Most trackers out there are just 'productivity tools'—they're great for organizing links, but they don't tell you if you’re wasting your time. I haven't seen a truly community-driven approach that 'tags' ghosting behavior in real-time.

We built this to move from a 'black box' to a 'gray box.' If an applicant knows a company has a 90% ghosting rate, they can spend their energy elsewhere. It’s about moving the needle from just tracking to actual accountability.

I'm curious—since this has been broken for so long, have you ever seen this kind of transparency layer actually work? We're trying to make it so people can finally stop guessing and start applying where they actually have a shot.

Chris Messina

@howtoabroad I mean, I guess you can crowd-source this information, but I'm not sure it's a good signal.
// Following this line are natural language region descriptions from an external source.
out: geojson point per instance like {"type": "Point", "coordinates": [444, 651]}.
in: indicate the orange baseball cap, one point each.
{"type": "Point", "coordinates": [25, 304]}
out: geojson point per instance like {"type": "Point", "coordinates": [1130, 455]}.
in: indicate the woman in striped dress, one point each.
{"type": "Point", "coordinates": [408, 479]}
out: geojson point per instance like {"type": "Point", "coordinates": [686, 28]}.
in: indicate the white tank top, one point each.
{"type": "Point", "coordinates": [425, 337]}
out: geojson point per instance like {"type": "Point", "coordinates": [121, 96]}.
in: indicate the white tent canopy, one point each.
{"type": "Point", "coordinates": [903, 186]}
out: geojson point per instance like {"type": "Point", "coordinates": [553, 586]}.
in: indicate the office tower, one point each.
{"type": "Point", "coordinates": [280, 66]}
If I see that a company ghosts 90% of the time, should I not apply there? If I need a job, it's like dating: a numbers game.
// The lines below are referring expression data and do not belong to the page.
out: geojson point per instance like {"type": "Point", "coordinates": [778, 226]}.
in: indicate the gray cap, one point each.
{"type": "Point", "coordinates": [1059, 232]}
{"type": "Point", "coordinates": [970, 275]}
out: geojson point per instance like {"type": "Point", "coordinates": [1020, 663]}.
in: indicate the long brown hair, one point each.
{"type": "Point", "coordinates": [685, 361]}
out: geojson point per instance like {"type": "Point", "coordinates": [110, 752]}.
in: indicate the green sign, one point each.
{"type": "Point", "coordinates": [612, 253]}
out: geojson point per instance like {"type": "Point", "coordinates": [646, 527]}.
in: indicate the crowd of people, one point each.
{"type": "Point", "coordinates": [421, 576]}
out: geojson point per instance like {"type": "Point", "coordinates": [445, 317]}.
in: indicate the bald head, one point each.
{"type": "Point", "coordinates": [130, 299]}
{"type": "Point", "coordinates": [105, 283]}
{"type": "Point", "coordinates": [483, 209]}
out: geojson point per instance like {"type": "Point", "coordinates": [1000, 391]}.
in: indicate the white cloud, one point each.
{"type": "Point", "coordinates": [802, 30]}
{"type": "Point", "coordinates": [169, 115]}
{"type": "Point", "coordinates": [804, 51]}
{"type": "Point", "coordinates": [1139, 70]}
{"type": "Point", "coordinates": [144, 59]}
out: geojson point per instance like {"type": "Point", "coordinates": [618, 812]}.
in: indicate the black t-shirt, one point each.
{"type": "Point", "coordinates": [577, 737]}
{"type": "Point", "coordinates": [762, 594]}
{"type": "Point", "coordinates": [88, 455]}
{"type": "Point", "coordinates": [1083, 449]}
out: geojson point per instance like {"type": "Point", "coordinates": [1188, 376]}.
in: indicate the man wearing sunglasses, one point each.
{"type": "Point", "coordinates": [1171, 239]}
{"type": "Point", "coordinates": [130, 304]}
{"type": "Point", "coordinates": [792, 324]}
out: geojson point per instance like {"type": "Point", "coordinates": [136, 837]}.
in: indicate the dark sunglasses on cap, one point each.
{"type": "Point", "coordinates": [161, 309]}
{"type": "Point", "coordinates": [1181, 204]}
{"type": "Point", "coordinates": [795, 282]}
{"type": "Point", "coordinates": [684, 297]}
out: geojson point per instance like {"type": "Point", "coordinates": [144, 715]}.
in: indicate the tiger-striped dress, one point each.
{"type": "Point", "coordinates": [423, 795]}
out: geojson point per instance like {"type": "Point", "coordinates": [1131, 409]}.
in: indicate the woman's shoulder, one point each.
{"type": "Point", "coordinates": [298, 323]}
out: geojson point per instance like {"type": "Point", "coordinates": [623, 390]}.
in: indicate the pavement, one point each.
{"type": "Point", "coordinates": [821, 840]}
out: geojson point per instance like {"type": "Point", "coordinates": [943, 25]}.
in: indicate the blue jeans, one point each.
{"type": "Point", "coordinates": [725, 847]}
If most companies ghost, and I stop applying to them because of that, that just means I've narrowed my window of effort.

I'm not sure if hiring is broken, or that education isn't preparing people with the level of depth, skills, and ingenuity that's necessary to thrive in a more competitive and fast-moving environment.

HowToAbroad

@chrismessina When you crowdsource data, you see exactly what’s happening on the ground in real-time. It allows candidates to decide for themselves whether to apply with much more realistic expectations, as they can see a company's actual behavior over the last 2–3 months.

Our system also weighs feedback based on profile matching to filter out the noise. If a candidate isn’t a fit, a rejection is expected, so their feedback carries less weight. However, when you see highly qualified candidates—say, senior developers with the exact tech stack required—getting rejected without an interview, a pattern emerges. You can tell if a company is deliberately ignoring talent or just ghosting.
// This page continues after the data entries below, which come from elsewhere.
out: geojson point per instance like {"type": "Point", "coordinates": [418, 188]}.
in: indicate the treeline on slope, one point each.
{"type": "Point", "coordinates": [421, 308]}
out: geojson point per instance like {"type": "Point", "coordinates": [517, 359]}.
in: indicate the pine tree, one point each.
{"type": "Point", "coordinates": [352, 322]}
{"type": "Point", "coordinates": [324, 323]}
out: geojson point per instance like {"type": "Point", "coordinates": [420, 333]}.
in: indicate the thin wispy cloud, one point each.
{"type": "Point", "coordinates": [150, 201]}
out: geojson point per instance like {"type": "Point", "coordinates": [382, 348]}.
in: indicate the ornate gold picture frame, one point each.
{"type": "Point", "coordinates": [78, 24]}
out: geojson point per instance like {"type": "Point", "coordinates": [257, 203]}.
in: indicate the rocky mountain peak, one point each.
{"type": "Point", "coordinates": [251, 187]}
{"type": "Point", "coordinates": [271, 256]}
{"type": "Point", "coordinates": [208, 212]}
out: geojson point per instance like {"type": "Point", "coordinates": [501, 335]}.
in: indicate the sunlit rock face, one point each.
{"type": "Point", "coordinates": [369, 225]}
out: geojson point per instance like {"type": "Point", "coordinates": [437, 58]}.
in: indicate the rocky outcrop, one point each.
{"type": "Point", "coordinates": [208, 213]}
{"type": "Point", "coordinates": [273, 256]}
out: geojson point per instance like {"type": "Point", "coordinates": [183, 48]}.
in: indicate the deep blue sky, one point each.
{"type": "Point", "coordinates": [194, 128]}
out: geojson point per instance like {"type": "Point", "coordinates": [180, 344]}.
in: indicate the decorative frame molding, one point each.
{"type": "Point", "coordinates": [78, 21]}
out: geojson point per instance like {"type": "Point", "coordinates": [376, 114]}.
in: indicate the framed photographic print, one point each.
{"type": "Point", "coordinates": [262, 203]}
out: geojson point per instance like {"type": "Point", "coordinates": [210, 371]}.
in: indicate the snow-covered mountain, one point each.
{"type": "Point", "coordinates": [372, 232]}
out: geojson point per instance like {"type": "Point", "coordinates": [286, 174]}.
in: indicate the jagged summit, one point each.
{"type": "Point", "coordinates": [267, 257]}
The reality is that many companies use job postings for alternative motives. Some just want to harvest candidate data, while others are essentially "hiring" just to get free feedback on their products or find initial users. We never tell people not to apply, but we do suggest they don’t sink too much time into these specific applications.

Ultimately, it depends on the volume of people tracking the job. It’s like Product Hunt: if a product isn’t topping the weekly launch, it doesn’t necessarily mean it’s a bad product. It might just mean people haven’t discovered it yet. Then again, it could also just be a bad product. Crowdsourcing is what helps us distinguish between the two.